S710: Statistical Computing
S710 provides graduate students in statistical science and related disciplines with a solid introduction to three areas of computational mathematics: numerical linear algebra, numerical optimization, and stochastic simulation. Although the choice of applications (and therefore, to some extent, the choice of topics) is guided by the concerns of statistics, this course is suitable for any student desiring a survey of these areas. Please note that S710 is NOT a course on computer packages for data analysis.

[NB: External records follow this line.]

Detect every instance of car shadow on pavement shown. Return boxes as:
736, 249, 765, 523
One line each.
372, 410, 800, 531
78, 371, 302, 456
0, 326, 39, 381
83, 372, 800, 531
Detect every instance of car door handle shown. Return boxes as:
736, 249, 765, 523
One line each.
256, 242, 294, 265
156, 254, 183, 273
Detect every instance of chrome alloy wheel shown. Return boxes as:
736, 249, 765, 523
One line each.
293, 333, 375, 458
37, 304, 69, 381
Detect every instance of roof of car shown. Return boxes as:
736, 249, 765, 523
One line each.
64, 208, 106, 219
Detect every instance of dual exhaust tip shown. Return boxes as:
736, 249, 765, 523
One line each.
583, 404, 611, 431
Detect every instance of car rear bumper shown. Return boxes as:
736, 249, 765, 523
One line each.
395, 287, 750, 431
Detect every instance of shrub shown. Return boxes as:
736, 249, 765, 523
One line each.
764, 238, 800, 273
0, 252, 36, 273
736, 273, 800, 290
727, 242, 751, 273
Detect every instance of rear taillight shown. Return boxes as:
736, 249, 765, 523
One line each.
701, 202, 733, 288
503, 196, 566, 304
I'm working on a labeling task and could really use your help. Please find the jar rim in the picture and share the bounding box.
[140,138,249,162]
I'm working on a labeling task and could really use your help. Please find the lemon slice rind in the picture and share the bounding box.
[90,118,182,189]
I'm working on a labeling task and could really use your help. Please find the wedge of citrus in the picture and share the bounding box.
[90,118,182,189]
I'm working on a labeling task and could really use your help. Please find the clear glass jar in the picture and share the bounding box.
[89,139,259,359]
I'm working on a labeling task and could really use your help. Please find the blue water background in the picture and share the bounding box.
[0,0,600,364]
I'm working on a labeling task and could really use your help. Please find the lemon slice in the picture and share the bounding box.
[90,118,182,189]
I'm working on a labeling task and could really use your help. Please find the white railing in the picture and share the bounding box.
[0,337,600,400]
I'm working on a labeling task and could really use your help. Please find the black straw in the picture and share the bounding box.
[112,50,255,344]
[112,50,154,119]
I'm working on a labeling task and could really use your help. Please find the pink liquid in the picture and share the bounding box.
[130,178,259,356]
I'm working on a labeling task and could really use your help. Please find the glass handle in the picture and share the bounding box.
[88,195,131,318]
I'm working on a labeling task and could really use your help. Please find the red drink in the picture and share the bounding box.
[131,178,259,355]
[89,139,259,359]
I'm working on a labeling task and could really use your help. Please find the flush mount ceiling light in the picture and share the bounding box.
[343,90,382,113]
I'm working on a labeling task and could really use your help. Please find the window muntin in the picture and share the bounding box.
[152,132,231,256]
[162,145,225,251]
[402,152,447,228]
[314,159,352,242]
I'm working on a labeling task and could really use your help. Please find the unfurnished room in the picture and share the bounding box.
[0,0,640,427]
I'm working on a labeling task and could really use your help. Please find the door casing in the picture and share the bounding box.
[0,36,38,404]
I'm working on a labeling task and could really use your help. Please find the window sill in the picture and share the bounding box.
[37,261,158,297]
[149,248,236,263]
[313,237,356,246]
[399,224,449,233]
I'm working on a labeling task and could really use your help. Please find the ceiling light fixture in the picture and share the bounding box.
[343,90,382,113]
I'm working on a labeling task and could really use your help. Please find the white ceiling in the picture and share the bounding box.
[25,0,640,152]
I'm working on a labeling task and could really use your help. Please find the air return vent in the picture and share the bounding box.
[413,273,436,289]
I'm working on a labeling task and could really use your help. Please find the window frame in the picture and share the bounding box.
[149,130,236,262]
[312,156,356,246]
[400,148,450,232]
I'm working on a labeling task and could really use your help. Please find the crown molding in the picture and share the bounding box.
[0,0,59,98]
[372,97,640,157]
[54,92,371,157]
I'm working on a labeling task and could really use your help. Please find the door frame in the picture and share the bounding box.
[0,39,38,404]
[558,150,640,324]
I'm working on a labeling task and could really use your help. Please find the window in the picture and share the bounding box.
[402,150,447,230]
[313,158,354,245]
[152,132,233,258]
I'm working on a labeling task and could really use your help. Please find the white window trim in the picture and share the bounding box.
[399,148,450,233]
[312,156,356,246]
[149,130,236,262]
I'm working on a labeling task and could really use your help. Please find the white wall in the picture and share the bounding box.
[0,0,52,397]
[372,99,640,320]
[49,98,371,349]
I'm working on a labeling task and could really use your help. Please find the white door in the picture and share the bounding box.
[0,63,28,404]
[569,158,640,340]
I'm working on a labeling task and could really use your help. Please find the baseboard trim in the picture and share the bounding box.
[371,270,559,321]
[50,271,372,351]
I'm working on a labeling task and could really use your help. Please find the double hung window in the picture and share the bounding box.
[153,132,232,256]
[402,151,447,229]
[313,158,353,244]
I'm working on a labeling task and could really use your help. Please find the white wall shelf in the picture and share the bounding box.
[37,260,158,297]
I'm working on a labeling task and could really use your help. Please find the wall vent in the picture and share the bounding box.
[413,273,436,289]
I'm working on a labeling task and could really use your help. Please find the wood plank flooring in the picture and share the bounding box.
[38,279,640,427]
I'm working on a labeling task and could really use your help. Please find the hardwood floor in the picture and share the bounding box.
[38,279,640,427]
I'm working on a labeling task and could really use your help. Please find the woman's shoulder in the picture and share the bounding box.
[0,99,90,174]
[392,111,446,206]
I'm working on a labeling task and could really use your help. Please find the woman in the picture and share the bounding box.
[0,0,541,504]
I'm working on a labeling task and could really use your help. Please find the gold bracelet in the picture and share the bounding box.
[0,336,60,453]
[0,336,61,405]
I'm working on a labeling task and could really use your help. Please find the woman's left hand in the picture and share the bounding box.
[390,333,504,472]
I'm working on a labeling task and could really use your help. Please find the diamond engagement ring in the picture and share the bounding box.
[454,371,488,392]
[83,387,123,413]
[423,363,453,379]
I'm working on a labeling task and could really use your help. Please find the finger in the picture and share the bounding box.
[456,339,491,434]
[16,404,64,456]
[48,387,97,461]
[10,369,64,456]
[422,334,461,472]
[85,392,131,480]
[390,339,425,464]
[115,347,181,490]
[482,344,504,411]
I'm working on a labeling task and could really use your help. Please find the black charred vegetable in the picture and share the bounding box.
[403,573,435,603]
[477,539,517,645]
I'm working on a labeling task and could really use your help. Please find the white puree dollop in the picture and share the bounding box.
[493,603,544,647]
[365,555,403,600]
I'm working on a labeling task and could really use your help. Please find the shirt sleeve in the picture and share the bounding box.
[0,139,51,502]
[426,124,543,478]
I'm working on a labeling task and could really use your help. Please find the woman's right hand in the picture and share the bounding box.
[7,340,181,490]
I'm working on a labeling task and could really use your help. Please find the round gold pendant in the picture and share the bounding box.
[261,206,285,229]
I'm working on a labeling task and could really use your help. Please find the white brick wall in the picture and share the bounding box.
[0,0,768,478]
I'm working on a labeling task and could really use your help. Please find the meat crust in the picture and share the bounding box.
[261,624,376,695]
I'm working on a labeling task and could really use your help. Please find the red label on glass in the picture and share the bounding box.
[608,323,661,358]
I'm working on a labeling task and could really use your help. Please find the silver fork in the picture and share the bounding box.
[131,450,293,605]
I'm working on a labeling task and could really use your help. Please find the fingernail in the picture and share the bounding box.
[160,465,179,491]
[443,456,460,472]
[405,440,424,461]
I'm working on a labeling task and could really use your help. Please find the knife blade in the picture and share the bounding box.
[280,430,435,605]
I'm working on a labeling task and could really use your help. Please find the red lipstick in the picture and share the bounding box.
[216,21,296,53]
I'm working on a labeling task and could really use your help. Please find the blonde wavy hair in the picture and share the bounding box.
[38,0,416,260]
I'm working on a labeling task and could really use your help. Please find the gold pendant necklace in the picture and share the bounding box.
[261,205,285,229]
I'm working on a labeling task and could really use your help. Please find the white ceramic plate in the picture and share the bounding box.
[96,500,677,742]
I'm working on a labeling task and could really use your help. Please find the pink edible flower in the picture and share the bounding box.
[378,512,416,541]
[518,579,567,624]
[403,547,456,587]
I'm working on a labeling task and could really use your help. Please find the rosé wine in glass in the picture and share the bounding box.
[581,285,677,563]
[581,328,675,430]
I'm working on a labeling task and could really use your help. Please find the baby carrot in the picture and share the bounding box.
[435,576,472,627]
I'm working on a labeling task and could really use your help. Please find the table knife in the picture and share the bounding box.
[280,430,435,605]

Class time: Monday, Wednesday : 9:30-10:45
Capacity: As many as needed.
Instructor: Daniel Manrique-Vallier - firstname.lastname@example.org
Other Contact(s): Michael Trosset October 17, 2012
Sequence: S710 is not part of a sequence.
Prerequisites: See Matrix Algebra, Calculus, and Computing.
Algebra Required?: Students should have some familiarity with basic concepts and properties of vector spaces and matrices, e.g., linear independence of vectors, eigenvalues of matrices. Matrix notation is used extensively. Students are expected to understand proofs presente
Calculus Required?: Students should have some familiarity with basic concepts from vector calculus, e.g., directional derivatives. Students are expected to understand derivations presented in class and/or reading assignments. Some homework problems may involve derivations.
Day(s) per week offered: It has been taught on MWF in 50-minute class meetings. It could also be taught on TR in 75-minute meetings. There is no computer lab.
Recommended follow-up classes: S710 provides background in computational mathematics that will benefit students in a number of courses, e.g., STAT-S 631 and STAT-S 675.
Substantive Orientation: Statistics, informatics, computer science, library & information science, mathematics, physics, chemistry.
Statistical Orientation: Not applicable.
Books used: Numerical Linear Algebra, by L.N. Trefethen and D. Bau. Numerical Optimization, by J. Nocedal and S.J. Wright. Introducing Monte Carlo Methods with R, by C.P. Robert and G. Casella.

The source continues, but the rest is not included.